Hayatın akıp gittiği yerlerdir yollar; üzerinden insanların gelip geçtiği… Akla gelen her şeyi bulursunuz yolda. İnsana ait olan ne varsa… Cüzdan bulursunuz, para bulursunuz, kaybedilmemiş ama birinin işine yararsa alsın diye bırakılmış bir eşya bulursunuz… Hayatın olağan seyrinde aktığı memleketlerde böyle şeyler bulursunuz işte.

Bizim buralar, normal çoktan unutulduğundan, yollarında ceset bulunan bir yer artık. Artık ve epeydir!

Daha geçen gün, Diyarbakır’ın Çınar ilçesinde yol kenarında, öylece bırakılmış iki erkek cesedi bulundu. 35 yaşındaki Engin Şahinli ve 50 yaşındaki Galip Gezginci. Bıraksalar daha çok yaşanacak günleri vardı önlerinde, yürüyecekleri çok yol… Belli ki, oraların 90’larda sıklıkla yaşadığı infazlar kesmiş yollarını. Biri kafasından, diğeri göğsünden tek kurşunla vurulmuş.

Engin Şahinli’nin 2013’te, “Mehmetçik Hack TİM” tarafından hacklenen Facebook sayfasına yazılanlar; “Vatana ihanet, kendi namusuna şerefine ihanettir. Kendi şerefine ihanet edenin sonu yakındır! Biz size sanaldan cezanızı veriyoruz, Mehmetçiğimiz reelde veriyor. Yüce rabbimiz ise ahirette verecektir!”, neyin ne olduğunu açıklıyor.

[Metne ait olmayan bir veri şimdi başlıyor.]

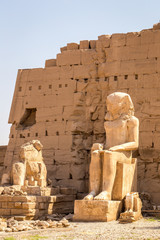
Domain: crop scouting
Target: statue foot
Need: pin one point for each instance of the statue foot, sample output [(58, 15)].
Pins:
[(103, 196), (90, 196)]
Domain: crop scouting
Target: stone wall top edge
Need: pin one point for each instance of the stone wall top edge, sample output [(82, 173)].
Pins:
[(3, 146)]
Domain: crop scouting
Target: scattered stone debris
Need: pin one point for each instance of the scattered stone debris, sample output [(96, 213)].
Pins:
[(146, 201), (12, 225)]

Yüce rabbin ahirette vereceğine hükmettikleri cezayı burada peşin tahsil edenler var; vatanseverler ve dindarlar!

Geçenlerde bir video gördüm; sokağa çıkma yasağı olan yerlerden birinde galiba, polis “elinde el bombası var” dediği birini, bir yolun köşesinde ateş edip vurmadan önce Kuran’dan ayet okuyor.

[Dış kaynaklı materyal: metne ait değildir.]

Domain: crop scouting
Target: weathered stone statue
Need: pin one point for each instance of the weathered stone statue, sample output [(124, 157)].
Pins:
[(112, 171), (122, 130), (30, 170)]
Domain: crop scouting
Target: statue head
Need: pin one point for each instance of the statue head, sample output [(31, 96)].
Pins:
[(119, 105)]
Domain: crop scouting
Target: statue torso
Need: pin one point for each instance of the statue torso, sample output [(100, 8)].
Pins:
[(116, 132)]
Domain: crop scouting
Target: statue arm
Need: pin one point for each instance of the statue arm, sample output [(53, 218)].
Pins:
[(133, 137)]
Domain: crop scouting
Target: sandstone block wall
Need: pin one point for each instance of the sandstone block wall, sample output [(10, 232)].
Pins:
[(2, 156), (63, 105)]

Bu memleketin yollarında öyle çok insan var ki böyle; dindarlığın insanı daha iyi yaptığını savunan. Ve bin bir manipülasyonla da olsa onların iktidara taşıdığı bir parti! Şimdi, devlet memurları için öğle tatilini cuma namazına göre ayarladılar ya; cuma’ya giden ve cuma’ya gittikçe de “daha iyi insan” olacak bir memur kitlemiz oldu!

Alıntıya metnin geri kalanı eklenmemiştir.